Мужик вполне доброжелательно кивнул мне, как старому знакомому.
- А… - я всё-таки немного смутился. – Где тут наша волшебная тётя Луша с волшебным тонометром?
Мужик, не вставая с места, кивнул на тумбочку. Не особенно раздумывая, я открыл её, вытащил агрегат в коробке из-под обуви - машинально отметил, что коробка из-под наших танцевальных испанских туфель - и, не мешкая, дёрнул обратно.
- Сейчас верну! – крикнул я на бегу.
Просто мужик, - мелькало у меня в голове в полной сумятице. - Мало ли кепок на свете. Может, рабочий тутошний. Или сторож. И, подумаешь, кивнул. Мало ли меня тут народу знает. Как раз многие, как облупленного, знают. Это я знаю не всех. Кстати, с кем он там разговаривал-то, вроде, никого больше не было…
В моей каморке Синти, уже без платья, полулежала на кровати, Миша, как всегда, позитивно гудя, колдовал над её коленкой. В комнате витал спиртной запах.
- Ну, что тут у нас? – я вытряхнул коробку на постель, и Миша своими здоровенными, но ловкими ручищами начал пристраивать агрегат на руку Синти.
- До свадьбы заживёт, - заверил он. – Кофе нашёл? Сделай покрепче и послаже.
Я наполнил свои посудины, сыпанул сахару. Мне и самому не мешало сейчас прочистить мозги. Хотя, лучше бы чем-то покрепче, чем кофе.
- Ну, как я и думал, - прогудел Миша, снимая манжету. – Давление – воробей обматерится. Ничего, сейчас реанимируем. Держи кофе. Ногу не заматываем. Стянула сильно, кровообращение надо восстановить.
- Если бы не стянула - не станцевала бы, - прошелестела Синти.
- Ясно. Мужественная ты наша, - гудел Миша. - Сколько кубиков-то поставила себе?
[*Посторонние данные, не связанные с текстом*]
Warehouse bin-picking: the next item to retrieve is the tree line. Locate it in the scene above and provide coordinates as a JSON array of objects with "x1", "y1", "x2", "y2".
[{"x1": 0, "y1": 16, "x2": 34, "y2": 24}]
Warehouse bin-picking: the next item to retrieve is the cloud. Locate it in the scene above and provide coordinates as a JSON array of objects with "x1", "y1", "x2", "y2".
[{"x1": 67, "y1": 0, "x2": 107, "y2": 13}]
Ага… ну это только дома на софе лежать. А тут надо было в три раза больше…  В общем, так, - он повернулся ко мне. – Её тут надо оставить на часик. Оклемается, тонус подтянется, одна проблема решится. А с ножками придётся дома полежать. Иначе за границей не на чем будет плясать. Поняла? – он обернулся к Синти. – Кофе допивай, лифчик снимай, ложись на живот. Сейчас спину помнём, ногам полегче будет… У меня такое было, - он повернулся ко мне, взял со стола кружку с кофе и аппетитно отхлебнул. - Решил бегать в восьмом классе. Девочек поразить. Костюм батя заграничный привёз. Короче, как дал три дня по пять кэмэ. Чувствую – ломать начало ноги. А я – ещё. Типа, разработаю. Ну, дурак был. Потом неделю дома сидел счастливый, что в школу не ходить. Футболку найди ей какую-нибудь свою. Или рубаху посвободнее. Я её сейчас помну маленько…
Не глядя, я выдернул из сумки чистую рубаху, кинул Мише, посмотрел на лежащую ничком Синти и отправился отдавать тонометр.
Сейчас, когда с моей партнёршей всё прояснилось, я должен был разглядеть и разгадать этого субчика в кепке.
Однако, из моего плана ничего не вышло. В комнате обреталась одна только тётя Луша. Она сидела на том же самом стуле рядом с тем же самым самоваром и пила из того же самого стакана с подстаканником. Я остолбенел на пороге. Было чёткое ощущение циркового трюка, когда один человек непостижимым образом превращается в другого. Либо это моё воспалённое воображение нарисовало вместо аккуратной бабульки мужика? Я даже головой помотал. Кстати, ведь голоса его я так и не слышал. Он просто два раза молча кивнул. Один раз мне, другой раз – на тумбочку. Ни единого слова не произнёс. Всё, парень, - убито подумал я. - Трындец тебе. Пора лечиться электричеством.
- Спасибо, тётя Луша, - сказал я, ставя коробку на стол и кладя сверху несколько медалек. – Вы нас спасли.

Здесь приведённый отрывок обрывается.